Generally, dental plans have deductibles, copays, and annual maximums. These limits apply separately to each member on the plan. Some dental insurance plans also have waiting periods and/or limited coverage for major procedures.
If you want to stick with your dentist, you can choose a DHMO or a DPPO (or a DEPO, if your dentist is part of one). These plans typically have smaller provider networks.
Dental insurance covers a portion of the cost for procedures that improve and maintain oral health. It is typically separate from medical insurance, although many employers include both types of coverage in a single benefit package. When choosing a dental plan, pay attention to monthly premiums and deductibles, as well as maximum annual and lifetime limits on reimbursement. These limits can significantly impact the cost of a procedure.
Most dental plans cover preventive care such as bi-annual cleanings and exams, and some will even cover X-rays. Some also have a limited number of visits per calendar year, while others may have a waiting period before certain treatments can be covered.
Some plans offer a preferred provider network, in which the insurer negotiates fees with a group of dentists. Other plans are open-panel and allow you to choose any licensed dentist, but may not reimburse as much for out-of-network care. Finally, some plans require a predetermination form (also known as prior authorization) for any treatment above a specified dollar amount. This may delay or prevent your treatment, so it’s important to carefully read the terms of your policy.
When shopping for dental insurance, it’s important to understand deductibles and annual maximums. These are the amount that a patient has to pay before the plan’s benefits kick in. They are different from a premium, which is the monthly or yearly payment required to maintain coverage. Deductibles and maximums vary between plans, even those from the same insurer.
Some services are exempt from the deductible, such as diagnostic tests and routine examinations. Others are covered in full, including preventive procedures like teeth cleanings and fluoride treatments. These services are designed to prevent and detect problems early, which helps keep costs down.
Most plans have an annual maximum, which is the amount that the insurance company will pay toward a given treatment in one year. Many also have a lifetime maximum, which is the maximum amount that the insurance will ever pay for a particular service, such as orthodontic treatment. Some plans may also require a waiting period before covering certain types of procedures. Many plans use a table or schedule of allowance to determine how much they will reimburse dentists for specific services, but this varies from plan to plan.

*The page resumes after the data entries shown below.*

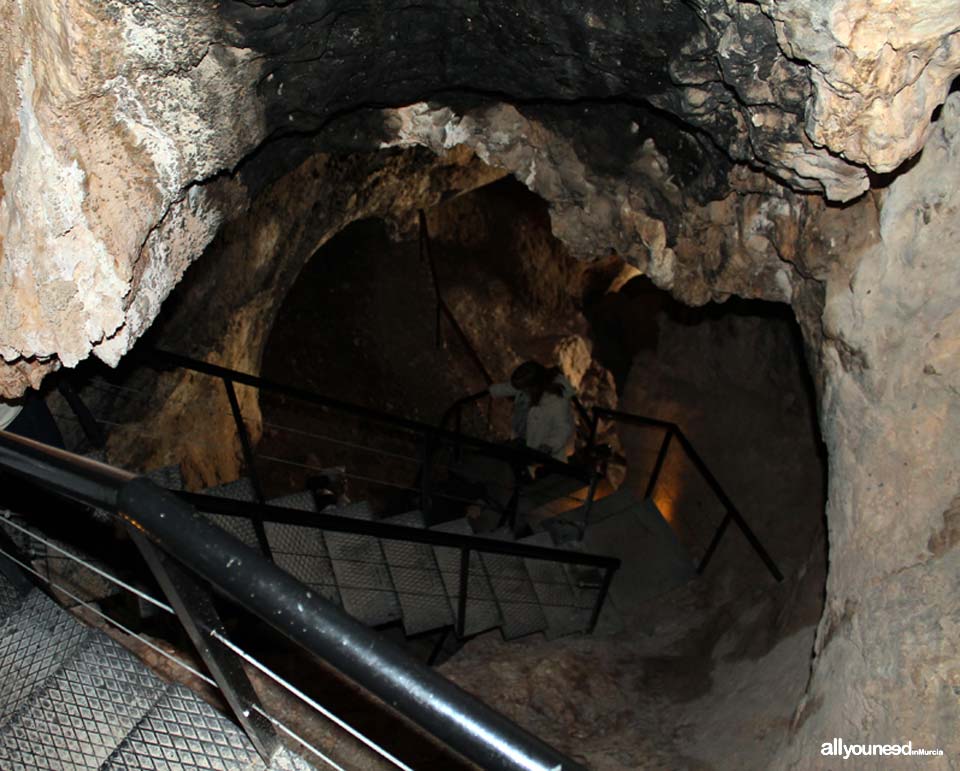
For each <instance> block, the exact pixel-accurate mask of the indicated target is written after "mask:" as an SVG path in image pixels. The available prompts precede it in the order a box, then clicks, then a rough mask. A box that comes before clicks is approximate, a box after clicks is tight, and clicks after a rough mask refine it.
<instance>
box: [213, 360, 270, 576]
mask: <svg viewBox="0 0 960 771" xmlns="http://www.w3.org/2000/svg"><path fill="white" fill-rule="evenodd" d="M223 387H224V388H225V389H226V390H227V399H228V400H229V402H230V412H232V413H233V422H234V423H236V425H237V434H238V436H239V437H240V447H241V449H242V450H243V462H244V463H245V464H246V466H247V473H248V474H249V475H250V483H251V484H252V485H253V494H254V496H255V497H256V499H257V503H260V504H264V503H266V502H267V500H266V498H265V497H264V495H263V488H262V487H261V486H260V478H259V477H258V476H257V467H256V462H255V458H254V455H253V443H252V442H251V441H250V434H249V433H247V424H246V423H244V422H243V413H242V412H241V411H240V402H239V400H238V399H237V390H236V388H234V386H233V381H232V380H230V379H229V378H223ZM253 530H254V533H256V536H257V543H258V544H259V545H260V551H261V552H263V554H264V555H265V556H266V557H267V559H269V560H272V559H273V554H272V553H271V551H270V544H269V543H268V542H267V531H266V530H265V529H264V527H263V521H262V520H260V519H254V520H253Z"/></svg>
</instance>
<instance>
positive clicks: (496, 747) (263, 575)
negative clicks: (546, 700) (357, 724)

Dental insurance is typically provided by employers, or can be purchased as a “rider” to medical insurance policies. It is important for consumers to understand how different plans work, including their coverage, deductibles and copayments. eHealth offers a free online comparison tool to help individuals find the best dental insurance for their needs.

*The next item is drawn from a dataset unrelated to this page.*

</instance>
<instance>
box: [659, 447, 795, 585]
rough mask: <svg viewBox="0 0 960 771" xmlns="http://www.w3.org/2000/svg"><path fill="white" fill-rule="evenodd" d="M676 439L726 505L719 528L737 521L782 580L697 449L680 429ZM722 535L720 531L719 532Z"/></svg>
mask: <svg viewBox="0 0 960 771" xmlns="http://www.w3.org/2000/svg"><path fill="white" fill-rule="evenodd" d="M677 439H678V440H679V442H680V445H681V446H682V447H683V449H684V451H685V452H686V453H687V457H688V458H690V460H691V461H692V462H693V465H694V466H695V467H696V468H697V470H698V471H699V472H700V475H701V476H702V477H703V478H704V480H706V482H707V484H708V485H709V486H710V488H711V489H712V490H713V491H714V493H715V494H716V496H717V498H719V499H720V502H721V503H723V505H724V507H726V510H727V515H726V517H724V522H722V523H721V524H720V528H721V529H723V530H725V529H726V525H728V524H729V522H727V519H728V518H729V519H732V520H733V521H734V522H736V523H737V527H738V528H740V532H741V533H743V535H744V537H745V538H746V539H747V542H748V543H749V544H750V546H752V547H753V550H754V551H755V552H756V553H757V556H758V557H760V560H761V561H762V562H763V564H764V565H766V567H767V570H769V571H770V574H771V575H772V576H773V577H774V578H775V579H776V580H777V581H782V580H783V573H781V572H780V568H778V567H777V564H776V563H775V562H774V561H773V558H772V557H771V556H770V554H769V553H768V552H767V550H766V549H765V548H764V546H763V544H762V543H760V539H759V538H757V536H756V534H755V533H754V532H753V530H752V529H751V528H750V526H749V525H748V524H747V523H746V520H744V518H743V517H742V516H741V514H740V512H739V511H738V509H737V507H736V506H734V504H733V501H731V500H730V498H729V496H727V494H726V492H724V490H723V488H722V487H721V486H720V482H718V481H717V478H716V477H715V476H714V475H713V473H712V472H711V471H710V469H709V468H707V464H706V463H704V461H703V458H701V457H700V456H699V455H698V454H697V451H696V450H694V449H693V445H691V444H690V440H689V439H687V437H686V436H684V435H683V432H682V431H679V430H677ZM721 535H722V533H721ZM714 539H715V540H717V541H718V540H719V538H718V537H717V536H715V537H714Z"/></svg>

A deductible is the amount a patient must pay for services before the insurance company starts to cover costs. A co-payment is a flat fee that the insurance company requires patients to pay for visits or treatments, and it usually doesn’t count towards a patient’s deductible.
The best dental insurance plans have a broad network of providers and low deductibles, making them more affordable. However, they may also have higher premiums than other types of dental coverage. For example, a dental PPO plan allows patients to visit any dentist, but may require them to pay more for care that is not in the network. Similarly, a Dental HMO plan has a smaller network and requires that patients stay within the network to receive covered services.
Most dental insurance plans have annual maximums, which is the amount that your insurance carrier will pay for a dental care procedure within a given year. This limit usually resets on January 1st. It is important to talk to your dentist about this limit when scheduling for care, as he or she may be able to plan treatment around it.
The annual maximum is the yearly limit on the allowed amount that your dental insurance company will pay for services, once you have reached your deductible. Once the annual maximum is reached, you will need to pay for all additional costs. However, there are some plans that do not have an annual maximum, so it is important to check the details of your individual dental insurance plan.
The majority of individuals who have PPO or DPPO dental plans do not reach their annual maximum. To help prevent this from happening, you can schedule non-urgent procedures early in the year and delay them until after the yearly maximum has reset. This way, you can avoid the high cost of unplanned dental work.
The networks provided by dental insurance can have a huge impact on your cost and coverage. Most plans use networks to provide patients with easy access to a wide range of dentists that accept their plan. This helps reduce paperwork for both the dentist and the insurance company. In addition, it can reduce costs by allowing the insurer to negotiate fees with network dentists.
Insurance companies also provide a list of in-network dentists that have agreed to charge discounted rates. This is referred to as a “negotiated fee schedule.” In-network dentists are usually able to offer services at lower costs than non-in-network dentists.
Indemnity plans typically do not have a network of dentists, and allow you to see any dentist that accepts your plan. However, these plans often have a higher cost and may not cover all types of treatments.
Other types of dental plans are managed care plans, such as HMOs (dental health maintenance organizations) or PPOs. DHMOs and Dental Point of Service (DPPO) plans require you to choose a primary care dentist from their network.